2. Could you survive on the State pension alone? At just €230.30 per week, your State pension may not be sufficient. So, unless you have an additional income when you retire, you may not have enough money for your retirement needs.

3. The taxman will give you a helping hand. For every euro you pay into your plan, the taxman will currently give you 20 cents back, so it only costs you 80 cents. If you’re a higher rate taxpayer, it’s an even better deal. You’ll currently get 41 cents back, so each euro you pay into your plan will only cost you 59 cents.

4. Your contributions can grow tax-free. The money in your pension plan can currently grow tax-free – so it should have the potential to grow faster than in other types of savings plans that are subject to tax.

5. Delay will cost money. To provide yourself with the retirement income you will need means building up money in your pension fund. But, the longer you wait before starting your plan, the larger the contributions you will need to pay.

6. Potentially benefit from the ‘downs’ as well as the ‘ups’. Your regular contributions can benefit from periods of stock market volatility – particularly in the early years. When investment values are low, you can buy more units with your contribution than you could have when unit prices were higher. If the market subsequently recovers than all these units can benefit from this recovery – making stock market volatility work in your favour.

7. If you move jobs, you can take your plan with you.
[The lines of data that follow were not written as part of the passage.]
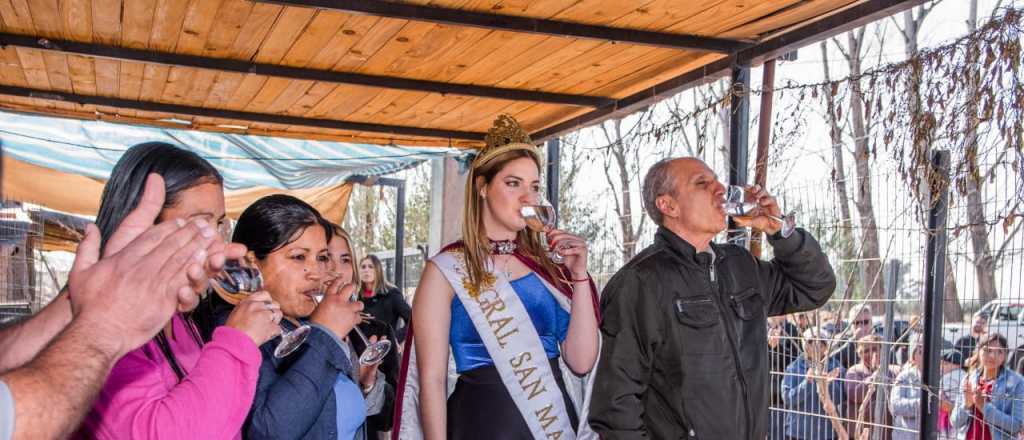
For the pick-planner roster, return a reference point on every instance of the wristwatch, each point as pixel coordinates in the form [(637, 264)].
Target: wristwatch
[(778, 234)]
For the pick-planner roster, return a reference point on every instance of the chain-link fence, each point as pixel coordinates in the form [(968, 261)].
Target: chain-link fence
[(34, 257), (855, 367)]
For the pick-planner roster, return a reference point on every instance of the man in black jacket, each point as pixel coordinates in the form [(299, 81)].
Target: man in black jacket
[(684, 326)]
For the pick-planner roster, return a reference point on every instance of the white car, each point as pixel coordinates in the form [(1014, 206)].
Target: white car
[(1006, 317)]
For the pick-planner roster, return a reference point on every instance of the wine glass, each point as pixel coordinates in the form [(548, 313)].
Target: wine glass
[(237, 281), (374, 352), (541, 217), (739, 204)]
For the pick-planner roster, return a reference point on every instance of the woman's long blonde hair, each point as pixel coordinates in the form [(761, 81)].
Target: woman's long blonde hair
[(476, 247), (340, 232), (380, 286)]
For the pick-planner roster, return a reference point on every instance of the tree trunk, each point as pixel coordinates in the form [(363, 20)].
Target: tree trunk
[(847, 268), (617, 152), (922, 138), (984, 265), (871, 263)]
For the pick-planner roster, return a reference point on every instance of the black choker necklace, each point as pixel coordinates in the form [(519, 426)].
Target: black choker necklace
[(503, 247)]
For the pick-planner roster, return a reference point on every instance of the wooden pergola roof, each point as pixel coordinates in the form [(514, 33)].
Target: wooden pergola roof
[(412, 73)]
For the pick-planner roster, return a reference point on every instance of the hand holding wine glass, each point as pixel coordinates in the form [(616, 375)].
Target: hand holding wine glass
[(257, 316), (335, 311), (540, 217), (754, 207), (368, 371), (571, 250)]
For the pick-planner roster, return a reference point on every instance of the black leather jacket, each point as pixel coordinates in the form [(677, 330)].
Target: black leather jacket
[(684, 352)]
If you change jobs, you can take your pension plan with you, so you wont be tied down to working for just one employer throughout your career.

8. How else can you provide for your old age? Any money paid into a pension plan is eligible for tax relief. No other form of saving qualifies for this benefit. A pension plan is the most tax efficient way to save for your old age.

9. It’s never too late to pay in something. Even if you’re approaching retirement, it’s still worth paying money into a pension plan, as you’ll be setting aside something for the future – and claiming some tax relief from the government.

10.You can draw a tax-free cash sum at retirement. When you retire, you can currently take part of your pension fund as a tax-free lump sum (subject to a lifetime limit of €200,000). This can enable you to do those things you’ve always.